Game Physics: Motion Dynamics Fundamentals

This post is part of my Game Physics Series.

Before delving deep into the programming aspect of physics engines,  I would like to first go over the fundamentals of motion dynamics. Unless specified otherwise, all discussion is in 3D. Also, when it comes to formula consisting of vectors and matrices, all vectors are considered to be column vectors.

Position & Orientation

Position and orientation of a rigid body are both positional properties. Position is a linear property that defines where the object is located in space, and orientation is an angular property that defines how the object is oriented.

Position is typically represented as a vector, and orientation in 3D can be represented by a 3D vector (the direction is the rotation axis, and the magnitude is the rotation angle), a 3-by-3 matrix (basis vectors as columns), or a quaternion.

I prefer storing a 3-by-3 orientation matrix and, in addition, its inverse. These two matrices are used to transform vectors between world space (global coordinates) and model space (rigid body’s local coordinates), an operation that would be carried out quite frequently within a single time step.

Linear Velocity & Angular Velocity

Linear velocity, denoted v(t), is the rate of change of position, denoted x(t). The position change over a time step is the integration of velocity over time. Using the Euler Method, the formula is as follows:

    \[ x(t + \Delta t) = x(t) + v(t) \Delta t \]

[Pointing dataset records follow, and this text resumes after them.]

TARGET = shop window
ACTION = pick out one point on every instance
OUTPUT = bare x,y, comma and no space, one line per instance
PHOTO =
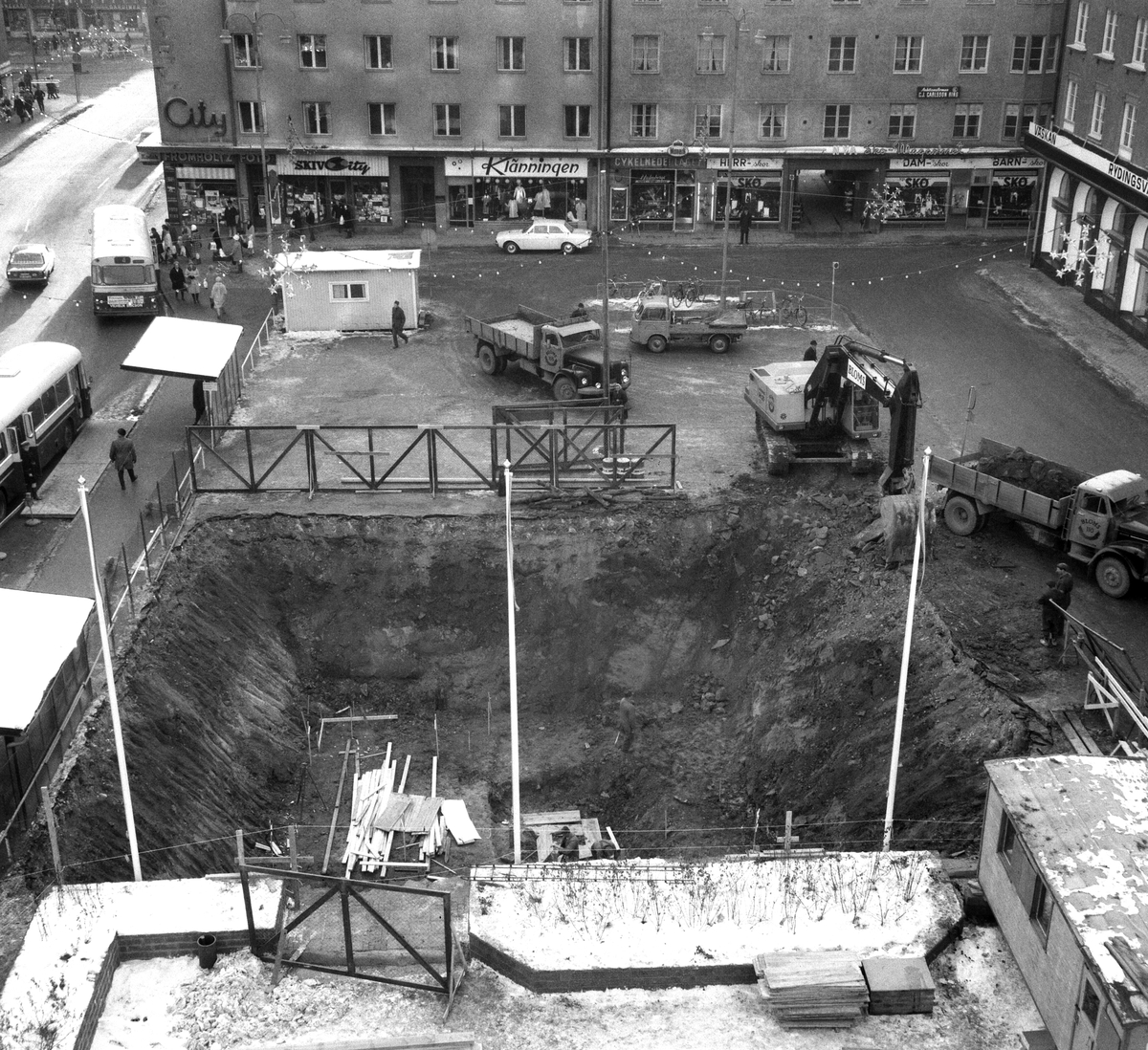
1128,127
448,120
1099,103
1079,38
578,121
907,55
382,119
707,120
967,121
251,119
837,121
843,53
377,52
577,55
974,55
242,49
644,120
445,55
1108,44
1140,44
902,121
511,55
512,121
646,55
772,120
313,51
711,55
778,51
343,292
1071,98
317,119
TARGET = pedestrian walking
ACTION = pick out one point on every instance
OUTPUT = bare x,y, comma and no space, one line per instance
123,457
199,400
192,275
744,219
627,722
397,322
178,280
219,296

Angular velocity, denoted \omega (t), is the rate of change of orientation, denoted o(t). In 2D, angular velocity is just a scalar, and the change of orientation is very similar to the formula for position change. Again, the following formula uses the Euler Method.

    \[ o(t + \Delta t) = o(t) + \omega (t) \Delta t \]

However, this gets trickier in 3D. In 3D, angular velocity is typically represented as a 3D vector, where its direction is the axis of rotation, and its magnitude is the rotation angle. True, if the representation of choice for orientation is also a 3D vector, then the formula for change of orientation would be the same as the 2D case (as shown above). However, if the orientation is represented as a 3-by-3 matrix, then computing the change of orientation involves first converting the angular velocity vector into a rotation matrix and then prepend that matrix to the orientation matrix.

    \[ o(t + \Delta t) = R(\hat{\omega} (t), |\omega(t)| \, \Delta t) \,\, o(t),  \]

where \hat{\omega}(t) is \omega (t) normalized, |\omega (t)| is the magnitude of \omega (t), and R(\hat{n}, \theta) is the angle-axis rotation matrix with axis \hat{n} and angle \theta.

Force & Torque

When you apply a force, denoted F(t), to a rigid body, it would change its velocity and possibly, depending on the point of force application, its angular velocity.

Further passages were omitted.